Seán Doherty

There are 656 pages in the history book telling the story of Ballyboden St. Endas. Among the first names to appear is that of Seán Doherty on Page 11 under “Acknowledgements” as one of the people who contributed directly to the telling of that tale.  For nearly six decades, his name has been indelibly linked with Ballyboden and will continue to be so.

A native of Glenealy, Co. Wicklow, Seán and his family moved to Dublin in the 1950s/60s when their father secured employment in Ballsbridge.  As a school boy, he played football and hurling with Oatlands College and briefly with Kilmacud Crokes. But it was a chance encounter in the mid ‘60s with Fr. Paddy Ryan, an Augustinian priest in Ballyboden parish, that changed so much of his life. A cousin of Sean’s, Don Ferguson, lived in Ballyroan. While on a visit to Don, they bumped into the Clonakilty-born priest, who invited them to join Ballyboden Wanderers, which was in the process of re-formation at the time.  Seán later recalled, “The club had only a minor team, but even though we were about 20, we joined up!”

By the end of 1968, “The Doc”, as he became popularly known, had led Wanderers to the Dublin Junior Football Championship title, its first since 1928. His football reputation was growing, and on 13 April 1969, he was selected for the Dublin senior team for the first time, for a challenge game against Louth. The manager was Kevin Heffernan. A relationship would blossom into the creation of arguably the most important year in the modern history of the GAA in 1974. 1969 was also hugely significant locally, and Seán Doherty was central to so much of what happened.

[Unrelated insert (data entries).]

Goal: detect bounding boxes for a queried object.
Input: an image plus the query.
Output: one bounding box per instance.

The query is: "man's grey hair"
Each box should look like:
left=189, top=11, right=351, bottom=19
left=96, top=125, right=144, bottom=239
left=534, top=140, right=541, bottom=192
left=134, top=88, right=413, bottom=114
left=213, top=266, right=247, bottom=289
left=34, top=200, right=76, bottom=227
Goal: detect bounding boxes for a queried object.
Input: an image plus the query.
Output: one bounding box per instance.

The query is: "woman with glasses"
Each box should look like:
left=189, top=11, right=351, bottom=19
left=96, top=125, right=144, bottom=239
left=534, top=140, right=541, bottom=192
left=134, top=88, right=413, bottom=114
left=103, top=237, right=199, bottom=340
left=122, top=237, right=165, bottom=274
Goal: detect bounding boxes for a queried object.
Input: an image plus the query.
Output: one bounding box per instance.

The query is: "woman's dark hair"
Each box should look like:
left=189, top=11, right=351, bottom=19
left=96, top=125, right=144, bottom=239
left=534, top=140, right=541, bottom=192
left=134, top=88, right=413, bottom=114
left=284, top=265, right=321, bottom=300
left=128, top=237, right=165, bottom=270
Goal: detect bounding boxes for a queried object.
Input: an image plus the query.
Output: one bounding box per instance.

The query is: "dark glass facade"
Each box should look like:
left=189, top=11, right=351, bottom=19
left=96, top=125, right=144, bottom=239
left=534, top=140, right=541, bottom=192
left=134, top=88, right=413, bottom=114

Victory in the intermediate league play-off between Wanderers and St. Sylvester’s on 2 November secured senior league status for the club, which must have been a huge boost to the newly formed Ballyboden St. Endas. That same year, Seán attended the first general meeting of Ballyboden Wanderers and Rathfarnham Endas on 22 May 1969 and was present for the first AGM on 18 September of the same year, becoming an Executive Committee member of the new club.

He was to the fore in ‘Boden’s first championship success in 1971, when, along with his brothers Michael and Teddy, the intermediate football team brought senior championship status to the club for the first time following a victory over Fingal Ravens. While his football prowess is well known, Seán was also an able hurler, having soldiered with Brothers Pearse in the 1960s.  On 22 October 1972, he starred in the club’s first adult hurling success in the win over Commercials in the Corn Fogarty final before going on in 1973 and 1974 with his brothers, to add junior and intermediate hurling championship medals to the football pair.  ‘Boden was now a senior football and hurling club, a status it has never lost. Seán Doherty was a crucial part of that journey. During his heyday with the Dubs in the 1970s, Seán still found time to train the club’s senior football team and served on the Club’s Executive Committee on six occasions. He also brought his fitting and plumbing skills to bear on the construction of the first Clubhouse, which opened in 1976.

In the 1990s and early 2000s, his son Seán Jr. continued the Doherty tradition as a member of the senior and intermediate football teams.  That record doesn’t all belong to the male members of the family, as Seán’s sister Lebby (Galvin) was a player (a junior championship winner in 1997), mentor and administrator during the vitally important formative years of ladies’ football in the club in the 1990s.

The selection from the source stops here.